Mon hip hop est déjà kamer, les réalités sont propres au bled. C’est un mélange de ce qui vient de chez nous et ce qui vient d’ailleurs.


T’as un message à l’encontre des animateurs radios et télé ?
Certains animateurs se sont transformés en artistes et ils occupent le devant de la scène. Je crois qu’on ne peut pas être à l’étage et se voir marcher sur le goudron. Qui dit hip hop, dit un mode de vie, une façon de voir les choses. Les animateurs doivent s’y mettre. Il faut qu’ils jouent 90% des sons kamers, qu’ils arrêtent de nous balancer des sons étrangers qu’on voit sur Trace TV, MTV et autres.

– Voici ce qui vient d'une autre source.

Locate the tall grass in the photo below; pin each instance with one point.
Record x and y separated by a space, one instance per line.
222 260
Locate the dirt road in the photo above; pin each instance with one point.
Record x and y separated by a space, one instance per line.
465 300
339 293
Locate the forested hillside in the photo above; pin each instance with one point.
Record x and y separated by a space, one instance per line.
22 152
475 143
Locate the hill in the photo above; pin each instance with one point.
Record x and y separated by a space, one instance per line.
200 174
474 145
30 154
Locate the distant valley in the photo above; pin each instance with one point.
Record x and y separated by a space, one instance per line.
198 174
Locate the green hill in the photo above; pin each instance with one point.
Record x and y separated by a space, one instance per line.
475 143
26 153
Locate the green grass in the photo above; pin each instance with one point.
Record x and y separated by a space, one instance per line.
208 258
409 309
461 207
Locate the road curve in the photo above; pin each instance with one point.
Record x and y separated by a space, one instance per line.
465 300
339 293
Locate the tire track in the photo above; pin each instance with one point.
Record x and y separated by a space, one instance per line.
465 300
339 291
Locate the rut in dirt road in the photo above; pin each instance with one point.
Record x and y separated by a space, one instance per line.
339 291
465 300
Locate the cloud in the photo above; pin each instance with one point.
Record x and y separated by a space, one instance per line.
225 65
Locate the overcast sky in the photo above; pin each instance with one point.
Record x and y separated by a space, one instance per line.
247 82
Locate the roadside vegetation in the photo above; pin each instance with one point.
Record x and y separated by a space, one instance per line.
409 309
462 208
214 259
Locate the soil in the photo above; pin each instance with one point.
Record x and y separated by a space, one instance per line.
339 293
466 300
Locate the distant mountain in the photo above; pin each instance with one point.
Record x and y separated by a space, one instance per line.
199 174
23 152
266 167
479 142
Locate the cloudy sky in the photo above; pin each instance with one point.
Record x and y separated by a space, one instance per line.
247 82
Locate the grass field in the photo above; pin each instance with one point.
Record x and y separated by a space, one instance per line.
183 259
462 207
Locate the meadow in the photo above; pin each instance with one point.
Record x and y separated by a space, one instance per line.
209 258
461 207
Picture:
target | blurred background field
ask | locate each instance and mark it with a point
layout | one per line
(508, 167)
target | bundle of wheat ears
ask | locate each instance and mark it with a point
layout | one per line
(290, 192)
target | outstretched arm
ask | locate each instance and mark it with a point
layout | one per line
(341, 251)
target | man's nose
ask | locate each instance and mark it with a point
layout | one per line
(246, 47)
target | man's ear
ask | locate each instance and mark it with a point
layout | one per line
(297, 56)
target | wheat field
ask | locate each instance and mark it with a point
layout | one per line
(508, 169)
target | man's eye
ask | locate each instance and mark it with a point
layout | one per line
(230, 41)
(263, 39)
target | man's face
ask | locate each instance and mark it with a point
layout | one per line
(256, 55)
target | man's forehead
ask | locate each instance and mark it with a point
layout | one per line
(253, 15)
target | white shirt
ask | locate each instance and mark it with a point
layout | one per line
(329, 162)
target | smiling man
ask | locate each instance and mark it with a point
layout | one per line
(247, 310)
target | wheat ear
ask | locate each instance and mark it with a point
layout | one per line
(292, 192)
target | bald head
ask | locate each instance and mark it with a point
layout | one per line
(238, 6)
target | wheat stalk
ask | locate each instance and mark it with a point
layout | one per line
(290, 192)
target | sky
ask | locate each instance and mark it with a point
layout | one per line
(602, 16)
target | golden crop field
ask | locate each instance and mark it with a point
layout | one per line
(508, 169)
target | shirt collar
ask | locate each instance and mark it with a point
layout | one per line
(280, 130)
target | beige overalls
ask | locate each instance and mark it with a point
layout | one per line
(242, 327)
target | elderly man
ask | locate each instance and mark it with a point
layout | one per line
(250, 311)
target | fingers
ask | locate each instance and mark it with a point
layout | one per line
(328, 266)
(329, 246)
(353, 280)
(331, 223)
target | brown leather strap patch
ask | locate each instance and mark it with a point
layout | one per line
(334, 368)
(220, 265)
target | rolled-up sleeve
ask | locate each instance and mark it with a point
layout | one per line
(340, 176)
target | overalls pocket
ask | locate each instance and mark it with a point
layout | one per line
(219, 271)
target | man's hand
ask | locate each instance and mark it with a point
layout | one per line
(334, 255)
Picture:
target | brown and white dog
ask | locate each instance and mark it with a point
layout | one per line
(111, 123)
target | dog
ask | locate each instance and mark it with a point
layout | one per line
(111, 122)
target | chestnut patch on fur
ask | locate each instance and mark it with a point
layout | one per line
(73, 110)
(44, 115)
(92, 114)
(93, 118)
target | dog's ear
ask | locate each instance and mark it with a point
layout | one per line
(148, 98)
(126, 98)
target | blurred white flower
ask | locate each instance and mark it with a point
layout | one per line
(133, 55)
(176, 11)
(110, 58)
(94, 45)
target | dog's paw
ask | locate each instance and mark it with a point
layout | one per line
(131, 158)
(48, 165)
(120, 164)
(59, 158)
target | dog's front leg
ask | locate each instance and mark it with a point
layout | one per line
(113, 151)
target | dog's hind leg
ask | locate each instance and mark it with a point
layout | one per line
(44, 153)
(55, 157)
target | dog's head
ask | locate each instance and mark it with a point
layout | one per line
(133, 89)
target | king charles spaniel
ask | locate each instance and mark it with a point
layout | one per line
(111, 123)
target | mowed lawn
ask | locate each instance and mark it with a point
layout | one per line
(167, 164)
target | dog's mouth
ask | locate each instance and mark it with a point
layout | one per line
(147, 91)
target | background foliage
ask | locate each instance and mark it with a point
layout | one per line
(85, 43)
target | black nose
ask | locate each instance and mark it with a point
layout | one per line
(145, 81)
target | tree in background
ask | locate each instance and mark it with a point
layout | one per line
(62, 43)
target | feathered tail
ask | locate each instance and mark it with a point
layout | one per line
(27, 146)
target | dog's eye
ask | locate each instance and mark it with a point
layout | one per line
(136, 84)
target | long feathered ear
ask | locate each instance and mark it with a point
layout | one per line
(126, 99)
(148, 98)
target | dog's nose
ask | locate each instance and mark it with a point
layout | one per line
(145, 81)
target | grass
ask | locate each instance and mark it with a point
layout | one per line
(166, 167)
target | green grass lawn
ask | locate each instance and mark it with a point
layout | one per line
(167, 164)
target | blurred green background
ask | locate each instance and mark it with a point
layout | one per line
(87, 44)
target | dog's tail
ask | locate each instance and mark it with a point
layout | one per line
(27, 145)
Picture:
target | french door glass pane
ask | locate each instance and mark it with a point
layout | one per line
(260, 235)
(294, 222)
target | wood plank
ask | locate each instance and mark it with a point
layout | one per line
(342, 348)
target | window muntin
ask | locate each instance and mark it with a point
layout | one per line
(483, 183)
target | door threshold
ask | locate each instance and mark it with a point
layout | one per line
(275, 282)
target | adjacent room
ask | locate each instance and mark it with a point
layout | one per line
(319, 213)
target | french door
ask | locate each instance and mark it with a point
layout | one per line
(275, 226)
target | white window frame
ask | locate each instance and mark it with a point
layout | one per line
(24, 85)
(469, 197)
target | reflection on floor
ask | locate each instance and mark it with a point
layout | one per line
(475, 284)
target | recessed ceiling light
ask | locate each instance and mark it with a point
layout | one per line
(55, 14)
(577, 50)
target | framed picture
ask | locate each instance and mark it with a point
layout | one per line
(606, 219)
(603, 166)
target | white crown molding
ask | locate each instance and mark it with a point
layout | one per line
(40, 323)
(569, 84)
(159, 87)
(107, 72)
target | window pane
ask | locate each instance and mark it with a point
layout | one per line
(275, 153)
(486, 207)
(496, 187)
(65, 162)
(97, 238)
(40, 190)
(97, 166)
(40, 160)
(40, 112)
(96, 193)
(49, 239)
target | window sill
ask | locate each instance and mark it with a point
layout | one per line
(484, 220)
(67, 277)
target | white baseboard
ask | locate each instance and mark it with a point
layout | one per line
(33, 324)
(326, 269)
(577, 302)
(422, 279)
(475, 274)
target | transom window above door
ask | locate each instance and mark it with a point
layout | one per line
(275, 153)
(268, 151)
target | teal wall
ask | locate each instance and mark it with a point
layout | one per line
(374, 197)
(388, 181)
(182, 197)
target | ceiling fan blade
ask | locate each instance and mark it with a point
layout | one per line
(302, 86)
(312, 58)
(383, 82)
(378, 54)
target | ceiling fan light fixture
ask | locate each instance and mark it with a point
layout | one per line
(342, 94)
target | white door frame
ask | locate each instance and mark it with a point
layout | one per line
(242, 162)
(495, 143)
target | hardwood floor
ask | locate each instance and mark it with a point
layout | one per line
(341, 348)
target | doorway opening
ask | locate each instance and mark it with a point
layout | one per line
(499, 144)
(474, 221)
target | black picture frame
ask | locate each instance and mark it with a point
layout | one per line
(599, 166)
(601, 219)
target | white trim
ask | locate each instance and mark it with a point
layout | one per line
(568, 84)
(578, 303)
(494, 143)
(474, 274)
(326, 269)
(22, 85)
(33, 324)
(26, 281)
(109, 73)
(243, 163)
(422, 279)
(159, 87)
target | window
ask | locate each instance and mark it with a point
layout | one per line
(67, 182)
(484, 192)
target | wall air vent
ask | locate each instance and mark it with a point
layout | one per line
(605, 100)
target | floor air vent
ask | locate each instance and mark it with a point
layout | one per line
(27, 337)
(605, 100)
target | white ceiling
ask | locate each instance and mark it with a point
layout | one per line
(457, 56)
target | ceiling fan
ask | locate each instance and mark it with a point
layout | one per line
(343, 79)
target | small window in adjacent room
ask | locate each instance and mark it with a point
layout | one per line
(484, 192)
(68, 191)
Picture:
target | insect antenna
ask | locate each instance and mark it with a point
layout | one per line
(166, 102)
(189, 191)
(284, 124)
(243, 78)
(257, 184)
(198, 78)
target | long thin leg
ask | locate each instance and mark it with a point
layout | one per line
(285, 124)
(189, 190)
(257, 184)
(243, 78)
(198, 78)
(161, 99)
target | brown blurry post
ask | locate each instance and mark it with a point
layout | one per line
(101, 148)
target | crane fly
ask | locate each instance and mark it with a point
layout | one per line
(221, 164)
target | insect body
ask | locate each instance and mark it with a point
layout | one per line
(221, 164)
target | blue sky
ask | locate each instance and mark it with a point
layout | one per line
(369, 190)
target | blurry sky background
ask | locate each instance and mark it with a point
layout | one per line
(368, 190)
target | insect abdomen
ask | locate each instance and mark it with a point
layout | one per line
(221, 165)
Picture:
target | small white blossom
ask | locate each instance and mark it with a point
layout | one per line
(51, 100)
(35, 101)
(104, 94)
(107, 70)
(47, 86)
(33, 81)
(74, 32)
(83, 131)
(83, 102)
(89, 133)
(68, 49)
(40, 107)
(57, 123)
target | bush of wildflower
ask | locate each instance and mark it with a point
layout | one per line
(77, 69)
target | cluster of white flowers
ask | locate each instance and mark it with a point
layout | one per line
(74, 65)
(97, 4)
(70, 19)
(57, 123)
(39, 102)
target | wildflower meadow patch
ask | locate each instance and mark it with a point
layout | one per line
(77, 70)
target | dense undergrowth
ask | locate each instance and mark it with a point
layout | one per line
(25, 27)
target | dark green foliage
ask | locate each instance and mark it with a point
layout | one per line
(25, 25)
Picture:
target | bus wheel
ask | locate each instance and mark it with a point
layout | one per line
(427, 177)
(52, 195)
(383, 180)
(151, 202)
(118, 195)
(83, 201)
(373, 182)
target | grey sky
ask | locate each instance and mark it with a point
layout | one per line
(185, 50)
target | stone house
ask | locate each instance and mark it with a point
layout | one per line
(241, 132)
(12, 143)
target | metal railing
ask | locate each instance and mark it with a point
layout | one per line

Et aux jeunes qui veulent faire du hip hop. Qu’est ce que tu leur dit ?
Il faut avoir une connaissance du hip hop, les notions de base. C’est un mouvement socioculturel. Plus tu t’impliques, plus ça vient tout naturellement. Il faut aussi avoir du talent et y croire.
Evitons l’esprit de compétition, si oui avec soi même.


Des projets ?
C’est pour plus tard. Je voudrai bien monté mon propre label, mon studio et je voudrai également fondée une famille.


Ton mot de fin ?
J’encourage l’initiative de kamerhiphop en espérant que ça dure. un big up à ceux qui soutiennent le mouvement. A tous ceux qui sont vrais.
Enfin, le street album bientôt dans les bacs. ça va faire mal !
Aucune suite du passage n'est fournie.